Is homelessness worse in the most walkable cities? The Brookings Institution ranked 48 cities by levels of sheltered and unsheltered homelessness. San Francisco was number one, but Chicago and New York were actually below average. Chicago ranked number 27, with 47 unsheltered homeless people per 100,000 residents — less than one-eleventh the rate of San Francisco, and below sprawl-heavy cities like Oklahoma City and Kansas City. New York ranked 28th, much to my surprise. (New York has a high overall homeless rate, but also has a larger homeless shelter system than most cities).

The article does make one point that is slightly more sophisticated: they point out that cars "enable families to escape crime-ridden cities..."  This clause is not as detached from factual reality as the rest of the article: it is true that outer suburbs often have low crime rates.   But as a metro area sprawls, crime sprawls with it: disinvestment and decay may begin near downtown, but as more and more further-out areas become deserted by well-off families, those areas become crime-ridden as well.  For example, Clayton County near Atlanta had   41 homicides (or just over 13 per 100,000 residents)- three times the homicide rate of New York City.  So when government invests in sprawl by building new highways, it ensures that both "good" and "bad" neighborhoods are further out than they would otherwise be. 

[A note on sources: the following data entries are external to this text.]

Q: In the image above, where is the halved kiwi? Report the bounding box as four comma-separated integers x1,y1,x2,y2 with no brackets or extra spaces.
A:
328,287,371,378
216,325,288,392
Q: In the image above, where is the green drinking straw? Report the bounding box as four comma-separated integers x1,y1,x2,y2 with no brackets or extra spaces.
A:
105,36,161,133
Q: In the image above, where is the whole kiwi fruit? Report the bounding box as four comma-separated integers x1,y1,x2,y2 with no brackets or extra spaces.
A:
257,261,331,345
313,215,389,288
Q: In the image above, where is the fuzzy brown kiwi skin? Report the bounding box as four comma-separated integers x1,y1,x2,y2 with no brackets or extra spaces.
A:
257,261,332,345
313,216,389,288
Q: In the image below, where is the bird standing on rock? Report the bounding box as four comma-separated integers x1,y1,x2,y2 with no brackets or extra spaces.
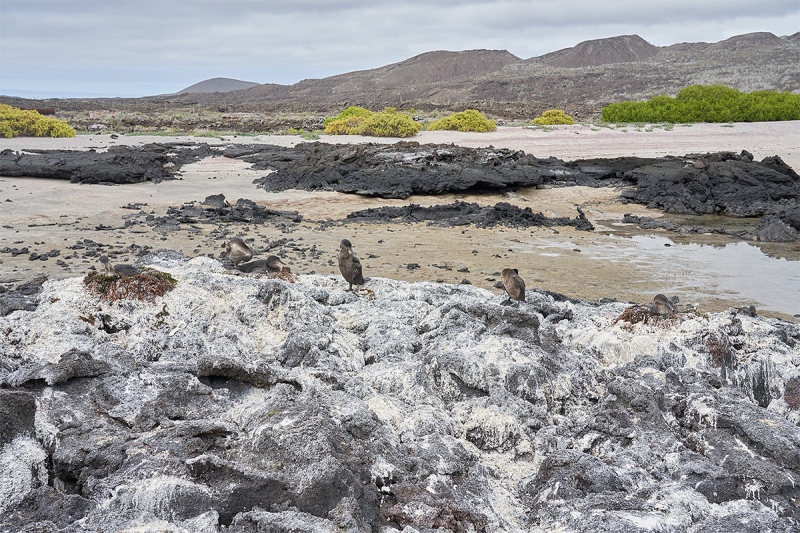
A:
99,255,140,277
500,268,526,303
225,237,253,266
338,239,364,292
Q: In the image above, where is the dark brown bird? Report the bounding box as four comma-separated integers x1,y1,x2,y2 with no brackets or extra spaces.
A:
650,294,677,315
225,237,253,266
500,268,526,302
337,239,364,291
236,255,288,274
99,255,140,277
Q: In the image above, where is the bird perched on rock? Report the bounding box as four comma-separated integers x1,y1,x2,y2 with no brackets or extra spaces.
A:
500,268,526,303
650,294,677,315
225,237,253,266
236,255,288,274
99,255,140,277
338,239,364,292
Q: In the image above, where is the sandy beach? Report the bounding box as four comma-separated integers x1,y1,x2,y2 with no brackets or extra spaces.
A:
1,121,799,318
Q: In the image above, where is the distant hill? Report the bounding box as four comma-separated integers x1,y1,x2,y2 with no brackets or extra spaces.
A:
169,32,799,118
177,77,259,94
534,35,659,67
2,32,798,121
238,49,520,104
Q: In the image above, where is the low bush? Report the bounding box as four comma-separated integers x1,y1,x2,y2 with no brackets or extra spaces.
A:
0,104,76,138
323,106,421,137
285,127,321,140
356,107,421,137
601,84,800,123
323,106,372,134
426,109,497,132
323,106,372,127
532,109,575,125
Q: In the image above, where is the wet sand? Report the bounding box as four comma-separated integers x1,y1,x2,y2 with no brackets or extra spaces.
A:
1,122,799,319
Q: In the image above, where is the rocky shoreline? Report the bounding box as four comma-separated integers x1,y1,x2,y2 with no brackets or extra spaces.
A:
2,141,798,242
0,251,798,531
1,128,799,530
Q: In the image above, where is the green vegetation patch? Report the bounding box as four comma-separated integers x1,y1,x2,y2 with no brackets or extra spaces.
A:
285,127,321,140
601,84,800,123
84,268,177,302
532,109,575,126
0,104,76,138
426,109,497,132
323,106,421,137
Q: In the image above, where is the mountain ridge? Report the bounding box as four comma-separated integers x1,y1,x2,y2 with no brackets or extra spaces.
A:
2,31,798,121
532,34,660,68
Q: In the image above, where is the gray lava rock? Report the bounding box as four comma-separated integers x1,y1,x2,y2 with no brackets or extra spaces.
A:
346,201,594,231
0,274,47,317
0,391,36,446
755,209,800,242
0,143,216,184
620,151,800,217
252,141,586,198
0,252,798,531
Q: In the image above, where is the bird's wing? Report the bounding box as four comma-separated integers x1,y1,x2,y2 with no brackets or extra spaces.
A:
352,256,364,283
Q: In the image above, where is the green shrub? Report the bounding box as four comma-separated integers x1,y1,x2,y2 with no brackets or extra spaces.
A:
0,104,76,138
323,106,373,134
601,85,800,123
285,127,321,140
323,116,363,135
355,108,421,137
324,106,421,137
323,106,372,124
532,109,575,125
426,109,497,132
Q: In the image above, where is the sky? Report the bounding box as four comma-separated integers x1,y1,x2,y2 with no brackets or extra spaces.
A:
1,0,798,99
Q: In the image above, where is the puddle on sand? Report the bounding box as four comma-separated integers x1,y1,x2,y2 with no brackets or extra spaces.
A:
624,234,799,316
665,213,763,231
515,231,799,317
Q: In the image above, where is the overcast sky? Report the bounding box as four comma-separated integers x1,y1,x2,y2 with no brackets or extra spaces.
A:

In sum, the article’s attempt to tie social disorder to density and walkability is just silly- first because sprawling cities like Atlanta and Memphis are often as crime-ridden as more compact cities, and second because there is at least some evidence that cities became safer as they become more compact. 

*Chicago was in between, with shootings in about 60 percent of its tracts. Because I couldn't find out how many census tracts there are in San Francisco I can't figure out how San Francisco compares.